At the root of this divide is Putin’s peculiar attitude toward Ukraine. In his eyes, Russia was never supposed to defeat the Ukrainian army on the battlefield, or wage a lengthy campaign. Putin’s reluctance to mobilize, his readiness to retreat, and his talk that there is no need to rush betray his conviction that Ukraine is historically doomed without full-scale battles: with time, he believes, the country will be exhausted, with the West withdrawing its military help and the elites accepting capitulation. It appears he also miscalculated Ukraine’s readiness to counterattack.
Still, it’s unlikely that these miscalculations will prove sobering. Betting that Ukraine will capitulate sooner or later implies that, within the historical perspective, it doesn’t really matter where the front lines are or where they are moving. Nor does Putin care when referendums on becoming part of Russia will take place and which parts of Ukraine will be annexed by Russia. In his worldview, there is no “Ukraine,” there are only “anti-Russian forces” (or even “Nazis”) on “Russian land,” who are destined to disappear without a full-scale war.

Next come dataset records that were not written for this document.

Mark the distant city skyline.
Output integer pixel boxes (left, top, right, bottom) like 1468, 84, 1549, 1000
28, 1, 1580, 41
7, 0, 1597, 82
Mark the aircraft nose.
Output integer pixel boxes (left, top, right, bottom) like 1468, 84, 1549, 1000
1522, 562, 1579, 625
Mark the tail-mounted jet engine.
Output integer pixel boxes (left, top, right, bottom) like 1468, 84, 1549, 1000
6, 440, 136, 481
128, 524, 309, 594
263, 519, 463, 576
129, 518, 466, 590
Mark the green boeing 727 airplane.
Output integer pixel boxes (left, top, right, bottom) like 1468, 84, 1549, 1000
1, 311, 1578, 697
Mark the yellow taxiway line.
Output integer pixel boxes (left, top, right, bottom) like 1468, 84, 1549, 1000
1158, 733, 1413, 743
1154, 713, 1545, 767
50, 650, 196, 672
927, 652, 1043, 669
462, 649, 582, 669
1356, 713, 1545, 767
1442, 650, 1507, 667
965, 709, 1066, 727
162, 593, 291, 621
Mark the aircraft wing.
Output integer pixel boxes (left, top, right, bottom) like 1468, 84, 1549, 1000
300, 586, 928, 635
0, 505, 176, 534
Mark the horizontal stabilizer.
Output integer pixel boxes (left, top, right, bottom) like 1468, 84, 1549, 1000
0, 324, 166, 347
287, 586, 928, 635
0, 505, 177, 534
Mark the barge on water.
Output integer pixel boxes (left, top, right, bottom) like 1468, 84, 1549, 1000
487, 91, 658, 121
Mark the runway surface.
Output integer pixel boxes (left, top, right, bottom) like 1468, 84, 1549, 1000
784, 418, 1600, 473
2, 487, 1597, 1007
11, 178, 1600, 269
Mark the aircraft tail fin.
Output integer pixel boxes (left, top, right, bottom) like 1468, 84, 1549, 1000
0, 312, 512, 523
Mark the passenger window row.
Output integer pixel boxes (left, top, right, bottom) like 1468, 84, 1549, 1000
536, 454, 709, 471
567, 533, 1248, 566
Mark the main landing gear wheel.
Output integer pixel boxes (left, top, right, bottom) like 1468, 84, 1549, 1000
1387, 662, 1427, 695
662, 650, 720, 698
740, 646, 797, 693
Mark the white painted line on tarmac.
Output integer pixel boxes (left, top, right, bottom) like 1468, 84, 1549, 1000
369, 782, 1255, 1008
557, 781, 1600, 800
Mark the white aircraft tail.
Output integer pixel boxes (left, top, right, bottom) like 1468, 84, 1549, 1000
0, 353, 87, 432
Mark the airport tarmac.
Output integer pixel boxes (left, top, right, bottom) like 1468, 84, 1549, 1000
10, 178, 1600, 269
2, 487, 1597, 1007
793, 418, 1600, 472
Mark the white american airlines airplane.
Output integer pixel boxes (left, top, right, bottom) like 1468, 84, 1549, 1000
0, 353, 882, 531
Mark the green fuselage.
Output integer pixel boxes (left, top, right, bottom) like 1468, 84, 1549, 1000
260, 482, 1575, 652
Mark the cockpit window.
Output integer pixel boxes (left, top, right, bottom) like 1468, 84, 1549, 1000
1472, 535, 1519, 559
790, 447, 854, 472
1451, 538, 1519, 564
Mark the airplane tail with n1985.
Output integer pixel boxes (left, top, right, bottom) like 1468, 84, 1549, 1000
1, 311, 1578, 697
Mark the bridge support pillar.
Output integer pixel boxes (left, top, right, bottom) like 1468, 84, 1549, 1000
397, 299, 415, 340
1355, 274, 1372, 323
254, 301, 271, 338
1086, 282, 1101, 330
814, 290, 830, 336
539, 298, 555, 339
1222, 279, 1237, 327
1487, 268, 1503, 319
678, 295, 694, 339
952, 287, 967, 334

Based on this logic, as the West collapses, these “anti-Russian forces” will lose access to resources and fizzle out. This is why Russia has not launched major offensives in recent months. Nor will Putin make much of the recent Ukrainian victories, which are unlikely to shake his belief that Ukraine will inevitably “return to the Russian nest.”
The problem with this logic is that while many in Russia believe that Ukraine is not a real country, few agree with Putin that Russia can win by just waiting out the war and watching the West collapse. The “peace” realm emerged not because the Russian society and elites are convinced by Putin’s approach. On the contrary, it resulted from Putin’s attempt to win the war without the direct involvement of the elites and the public.

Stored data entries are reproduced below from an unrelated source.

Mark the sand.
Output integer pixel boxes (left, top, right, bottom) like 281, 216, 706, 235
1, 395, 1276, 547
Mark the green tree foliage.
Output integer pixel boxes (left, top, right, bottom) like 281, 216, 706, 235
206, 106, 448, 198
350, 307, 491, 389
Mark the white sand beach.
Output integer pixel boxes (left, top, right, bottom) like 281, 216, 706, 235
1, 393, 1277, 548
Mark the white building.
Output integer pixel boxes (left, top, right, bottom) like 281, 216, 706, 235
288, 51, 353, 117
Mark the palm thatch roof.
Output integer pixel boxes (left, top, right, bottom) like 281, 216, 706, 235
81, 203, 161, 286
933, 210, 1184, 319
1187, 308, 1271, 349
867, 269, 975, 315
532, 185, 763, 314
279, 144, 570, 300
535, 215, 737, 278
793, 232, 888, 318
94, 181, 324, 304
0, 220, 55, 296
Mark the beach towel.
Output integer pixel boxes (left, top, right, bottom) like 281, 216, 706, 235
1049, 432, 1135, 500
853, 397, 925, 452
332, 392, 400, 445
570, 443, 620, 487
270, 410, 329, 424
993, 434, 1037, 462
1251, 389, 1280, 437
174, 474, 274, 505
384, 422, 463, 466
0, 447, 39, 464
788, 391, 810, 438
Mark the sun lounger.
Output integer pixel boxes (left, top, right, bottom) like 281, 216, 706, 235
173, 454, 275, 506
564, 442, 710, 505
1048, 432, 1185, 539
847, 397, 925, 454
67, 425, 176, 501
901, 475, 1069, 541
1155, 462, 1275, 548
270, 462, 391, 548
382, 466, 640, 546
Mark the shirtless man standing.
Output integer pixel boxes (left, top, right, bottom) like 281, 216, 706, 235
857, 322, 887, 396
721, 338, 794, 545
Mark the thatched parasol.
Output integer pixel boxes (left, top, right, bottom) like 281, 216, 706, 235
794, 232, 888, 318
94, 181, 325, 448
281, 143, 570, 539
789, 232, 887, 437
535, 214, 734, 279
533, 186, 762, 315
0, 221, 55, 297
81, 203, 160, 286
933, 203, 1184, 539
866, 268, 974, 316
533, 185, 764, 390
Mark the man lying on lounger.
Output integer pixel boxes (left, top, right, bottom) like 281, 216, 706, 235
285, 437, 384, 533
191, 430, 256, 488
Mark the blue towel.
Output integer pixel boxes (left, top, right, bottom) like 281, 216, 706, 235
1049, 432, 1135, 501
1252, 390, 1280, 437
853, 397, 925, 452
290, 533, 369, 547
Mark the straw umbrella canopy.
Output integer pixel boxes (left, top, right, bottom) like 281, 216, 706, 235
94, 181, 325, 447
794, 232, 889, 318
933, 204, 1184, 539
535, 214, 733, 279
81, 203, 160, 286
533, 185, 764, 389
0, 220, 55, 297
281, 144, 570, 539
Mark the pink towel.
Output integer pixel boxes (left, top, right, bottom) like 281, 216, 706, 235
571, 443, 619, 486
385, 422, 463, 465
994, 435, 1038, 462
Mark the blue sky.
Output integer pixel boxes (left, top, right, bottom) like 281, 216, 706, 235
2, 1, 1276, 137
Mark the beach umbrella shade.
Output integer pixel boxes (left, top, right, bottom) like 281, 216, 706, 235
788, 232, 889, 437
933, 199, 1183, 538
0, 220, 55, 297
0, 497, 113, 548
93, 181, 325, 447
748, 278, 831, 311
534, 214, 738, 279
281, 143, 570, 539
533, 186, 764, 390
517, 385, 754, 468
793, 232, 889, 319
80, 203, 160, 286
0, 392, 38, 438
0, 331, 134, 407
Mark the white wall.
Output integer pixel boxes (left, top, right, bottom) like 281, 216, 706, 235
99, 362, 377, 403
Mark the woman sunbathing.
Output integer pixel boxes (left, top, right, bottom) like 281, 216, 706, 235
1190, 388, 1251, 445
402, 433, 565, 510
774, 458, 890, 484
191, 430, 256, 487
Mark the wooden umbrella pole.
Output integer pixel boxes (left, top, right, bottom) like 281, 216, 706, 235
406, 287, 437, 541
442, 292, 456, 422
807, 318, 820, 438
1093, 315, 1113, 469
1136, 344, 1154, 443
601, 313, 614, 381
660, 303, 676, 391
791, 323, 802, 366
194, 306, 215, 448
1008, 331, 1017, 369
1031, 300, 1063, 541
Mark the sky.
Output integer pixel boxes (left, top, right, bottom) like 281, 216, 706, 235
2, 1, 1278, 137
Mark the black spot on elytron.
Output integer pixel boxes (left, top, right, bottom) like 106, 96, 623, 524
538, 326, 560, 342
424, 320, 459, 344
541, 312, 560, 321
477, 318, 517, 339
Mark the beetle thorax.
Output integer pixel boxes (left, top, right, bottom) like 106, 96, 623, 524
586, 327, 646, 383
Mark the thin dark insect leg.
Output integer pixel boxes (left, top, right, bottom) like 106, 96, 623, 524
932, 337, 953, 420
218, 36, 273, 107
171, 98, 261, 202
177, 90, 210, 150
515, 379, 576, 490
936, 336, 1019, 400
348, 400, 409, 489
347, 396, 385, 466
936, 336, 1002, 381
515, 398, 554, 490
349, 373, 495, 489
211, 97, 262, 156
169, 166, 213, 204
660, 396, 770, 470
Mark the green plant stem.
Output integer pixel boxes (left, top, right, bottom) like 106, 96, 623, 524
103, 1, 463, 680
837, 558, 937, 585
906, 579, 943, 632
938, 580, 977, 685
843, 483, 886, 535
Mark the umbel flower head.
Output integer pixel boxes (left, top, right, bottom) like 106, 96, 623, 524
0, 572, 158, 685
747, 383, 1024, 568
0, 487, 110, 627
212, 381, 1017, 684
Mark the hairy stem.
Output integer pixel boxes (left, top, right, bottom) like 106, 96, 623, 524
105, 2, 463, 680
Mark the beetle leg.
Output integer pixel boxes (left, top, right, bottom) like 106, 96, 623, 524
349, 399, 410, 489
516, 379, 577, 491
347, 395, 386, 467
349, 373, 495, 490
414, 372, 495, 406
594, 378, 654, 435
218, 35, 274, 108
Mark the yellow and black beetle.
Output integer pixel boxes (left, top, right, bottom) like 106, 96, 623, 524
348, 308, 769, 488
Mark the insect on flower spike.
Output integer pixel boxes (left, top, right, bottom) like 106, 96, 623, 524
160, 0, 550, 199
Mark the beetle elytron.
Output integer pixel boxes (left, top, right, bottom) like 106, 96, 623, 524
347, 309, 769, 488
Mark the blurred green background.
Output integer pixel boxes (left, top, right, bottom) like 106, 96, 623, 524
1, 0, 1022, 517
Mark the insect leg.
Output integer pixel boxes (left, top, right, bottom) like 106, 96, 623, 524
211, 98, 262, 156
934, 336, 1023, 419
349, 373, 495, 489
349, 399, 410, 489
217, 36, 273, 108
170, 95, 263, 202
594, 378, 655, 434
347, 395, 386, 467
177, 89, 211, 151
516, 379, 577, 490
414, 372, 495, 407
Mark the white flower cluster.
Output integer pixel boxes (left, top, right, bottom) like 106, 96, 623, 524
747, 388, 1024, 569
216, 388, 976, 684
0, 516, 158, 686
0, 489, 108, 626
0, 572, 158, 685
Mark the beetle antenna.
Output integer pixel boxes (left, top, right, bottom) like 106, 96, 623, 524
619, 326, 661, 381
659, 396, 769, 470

As the so-called “special military operation” drags on, the Kremlin is trying to push the military agenda to the periphery and cultivate a sense of normalcy. This will only further widen the gap between the “peace” realm and the “war” realm. Military failures will, in turn, galvanize the warmongers, fueling their potential as the opposition.
A pro-war opposition could become one of the most serious challenges to the regime since that of destroying the non-systemic opposition. Certainly, the Kremlin will find it more difficult to repress right-wing protest than it did opposition leader Alexei Navalny and his supporters. Putin does not view the pro-war activists as ideological opponents acting in the interests of external enemies. He considers their protest legitimate and patriotic, which gives the siloviki, who are responsible for crushing dissent, less room for maneuver. Moreover, the ideology of the siloviki is not so different from that of the right-wing patriots on Telegram.

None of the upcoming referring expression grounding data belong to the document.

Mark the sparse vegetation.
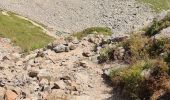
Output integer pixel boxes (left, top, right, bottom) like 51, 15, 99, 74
138, 0, 170, 11
97, 45, 115, 63
96, 24, 170, 99
110, 59, 169, 99
122, 33, 149, 63
73, 27, 112, 40
0, 11, 54, 52
145, 13, 170, 36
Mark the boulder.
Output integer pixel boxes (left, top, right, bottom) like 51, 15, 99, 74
53, 44, 67, 53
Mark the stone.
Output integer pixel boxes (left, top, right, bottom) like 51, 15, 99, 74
53, 44, 67, 53
80, 61, 89, 68
24, 53, 37, 61
0, 87, 5, 100
103, 68, 112, 76
72, 37, 79, 44
82, 50, 93, 57
46, 90, 66, 100
141, 69, 152, 80
65, 46, 70, 52
69, 43, 77, 50
12, 53, 21, 59
74, 72, 89, 84
2, 55, 11, 60
16, 61, 23, 66
5, 90, 18, 100
67, 95, 92, 100
28, 70, 38, 78
110, 33, 129, 42
114, 47, 125, 60
38, 69, 51, 81
36, 51, 45, 57
155, 27, 170, 39
1, 38, 11, 43
52, 80, 66, 89
40, 78, 49, 85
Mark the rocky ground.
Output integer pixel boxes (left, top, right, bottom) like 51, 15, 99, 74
0, 0, 154, 34
0, 33, 130, 100
0, 0, 169, 100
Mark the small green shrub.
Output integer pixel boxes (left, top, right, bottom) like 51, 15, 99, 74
164, 52, 170, 63
147, 39, 166, 58
145, 13, 170, 36
110, 59, 169, 99
123, 34, 149, 63
98, 46, 113, 63
73, 27, 112, 39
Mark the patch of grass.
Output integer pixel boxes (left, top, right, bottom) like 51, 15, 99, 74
123, 34, 149, 63
145, 13, 170, 36
0, 12, 54, 52
97, 45, 115, 63
73, 27, 112, 40
110, 59, 169, 99
138, 0, 170, 12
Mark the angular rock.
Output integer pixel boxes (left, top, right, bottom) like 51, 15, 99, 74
5, 90, 18, 100
114, 47, 125, 60
38, 69, 51, 81
111, 33, 129, 42
69, 43, 77, 50
53, 80, 66, 89
28, 70, 38, 78
53, 44, 67, 53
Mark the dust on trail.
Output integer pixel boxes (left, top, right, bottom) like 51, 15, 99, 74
0, 0, 154, 34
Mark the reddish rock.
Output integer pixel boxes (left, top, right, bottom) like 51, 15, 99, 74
5, 90, 18, 100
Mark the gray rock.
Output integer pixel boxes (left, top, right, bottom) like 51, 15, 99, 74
38, 69, 51, 81
53, 44, 67, 53
111, 33, 129, 42
69, 44, 77, 50
52, 80, 66, 89
28, 71, 38, 78
155, 27, 170, 39
114, 47, 125, 60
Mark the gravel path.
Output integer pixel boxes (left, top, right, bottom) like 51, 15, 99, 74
0, 0, 155, 34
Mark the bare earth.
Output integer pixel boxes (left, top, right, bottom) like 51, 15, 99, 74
0, 0, 154, 33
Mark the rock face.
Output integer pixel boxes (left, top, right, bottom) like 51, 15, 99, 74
0, 0, 154, 34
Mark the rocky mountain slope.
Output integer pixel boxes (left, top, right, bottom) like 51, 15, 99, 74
0, 0, 154, 33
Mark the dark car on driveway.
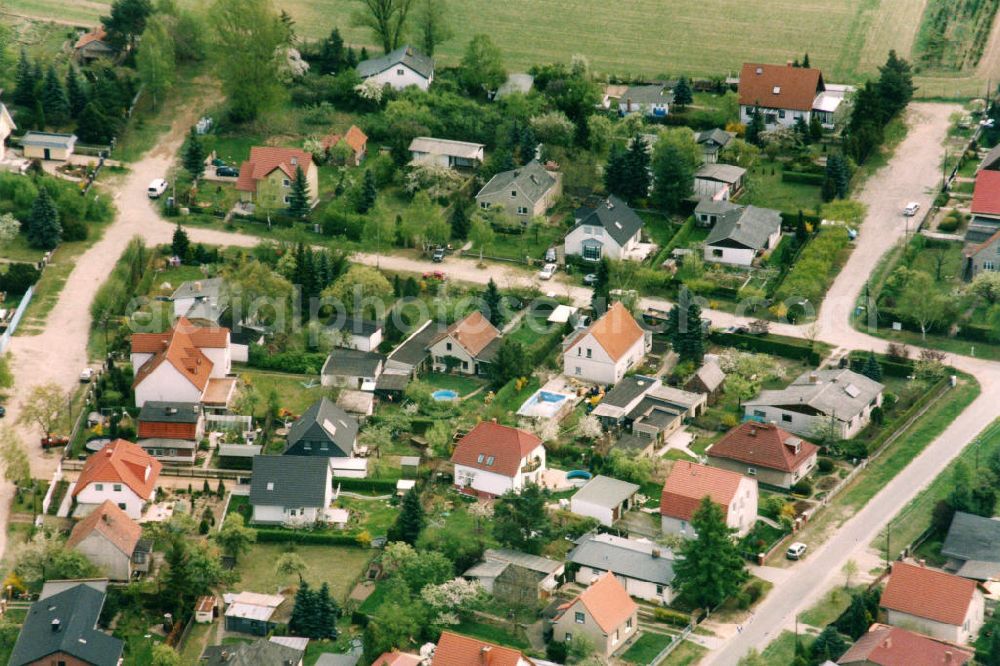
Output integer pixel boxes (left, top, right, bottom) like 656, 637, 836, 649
216, 166, 239, 177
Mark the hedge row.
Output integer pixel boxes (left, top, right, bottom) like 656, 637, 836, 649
710, 331, 822, 365
779, 210, 821, 227
663, 216, 697, 255
652, 607, 691, 627
846, 352, 914, 378
254, 528, 366, 546
247, 345, 327, 374
336, 477, 399, 493
781, 171, 826, 185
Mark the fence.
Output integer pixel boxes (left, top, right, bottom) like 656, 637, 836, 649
651, 624, 695, 665
39, 461, 63, 515
0, 285, 34, 354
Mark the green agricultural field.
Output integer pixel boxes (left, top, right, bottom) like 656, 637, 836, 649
10, 0, 925, 82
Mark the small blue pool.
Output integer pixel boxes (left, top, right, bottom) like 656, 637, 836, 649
537, 391, 566, 403
566, 470, 592, 481
432, 389, 458, 401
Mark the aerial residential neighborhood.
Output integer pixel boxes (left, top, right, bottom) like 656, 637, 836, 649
0, 1, 1000, 665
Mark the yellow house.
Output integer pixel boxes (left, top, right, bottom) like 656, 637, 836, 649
236, 146, 319, 212
21, 131, 77, 161
0, 103, 15, 162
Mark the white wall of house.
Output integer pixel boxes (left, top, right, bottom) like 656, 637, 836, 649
231, 343, 249, 364
76, 484, 150, 520
693, 178, 733, 201
709, 453, 817, 489
553, 595, 638, 658
364, 63, 431, 91
454, 448, 546, 497
74, 534, 132, 581
704, 244, 757, 267
745, 396, 881, 440
200, 346, 231, 376
429, 336, 479, 375
252, 504, 322, 525
133, 362, 204, 408
885, 592, 983, 644
740, 104, 808, 129
663, 477, 757, 538
341, 330, 381, 353
563, 332, 644, 385
131, 352, 153, 370
571, 498, 617, 527
574, 566, 673, 604
565, 225, 638, 261
321, 371, 381, 389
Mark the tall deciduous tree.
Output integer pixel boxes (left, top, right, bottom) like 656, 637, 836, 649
353, 0, 415, 53
26, 188, 61, 250
459, 34, 505, 96
673, 496, 747, 608
210, 0, 287, 122
898, 271, 947, 340
470, 209, 496, 262
215, 513, 256, 563
275, 551, 308, 583
137, 16, 176, 111
413, 0, 451, 56
493, 484, 549, 554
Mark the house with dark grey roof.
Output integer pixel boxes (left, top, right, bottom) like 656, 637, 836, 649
250, 455, 335, 525
744, 367, 884, 439
9, 581, 123, 666
383, 319, 446, 382
703, 204, 782, 267
694, 163, 747, 201
327, 314, 383, 352
567, 533, 676, 603
137, 400, 203, 464
565, 195, 647, 261
591, 375, 661, 429
321, 348, 384, 390
202, 639, 304, 666
942, 511, 1000, 581
618, 84, 674, 117
697, 128, 735, 163
463, 548, 564, 605
591, 375, 705, 444
171, 277, 225, 322
476, 160, 561, 218
283, 397, 359, 458
356, 45, 433, 91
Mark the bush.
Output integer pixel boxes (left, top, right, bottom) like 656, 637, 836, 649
791, 479, 813, 496
937, 216, 959, 233
652, 607, 691, 627
0, 263, 42, 296
335, 478, 398, 493
247, 345, 327, 374
781, 170, 826, 185
817, 458, 835, 474
709, 331, 822, 364
253, 528, 366, 546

More frequent military failures and defeats will exacerbate the split between the realms of “peace” and “war” and increase the risks for Putin’s political leadership. By trying to be the chosen one for both peace and war, he could end up as no one’s choice. For now, as long as the indignation and panic aren’t channeled personally against Putin, the Kremlin is unlikely to embark upon the destruction of the pro-war activists. But make no mistake: this panic will intoxicate the ruling elites and erode their faith in Putin’s capacity to control the situation.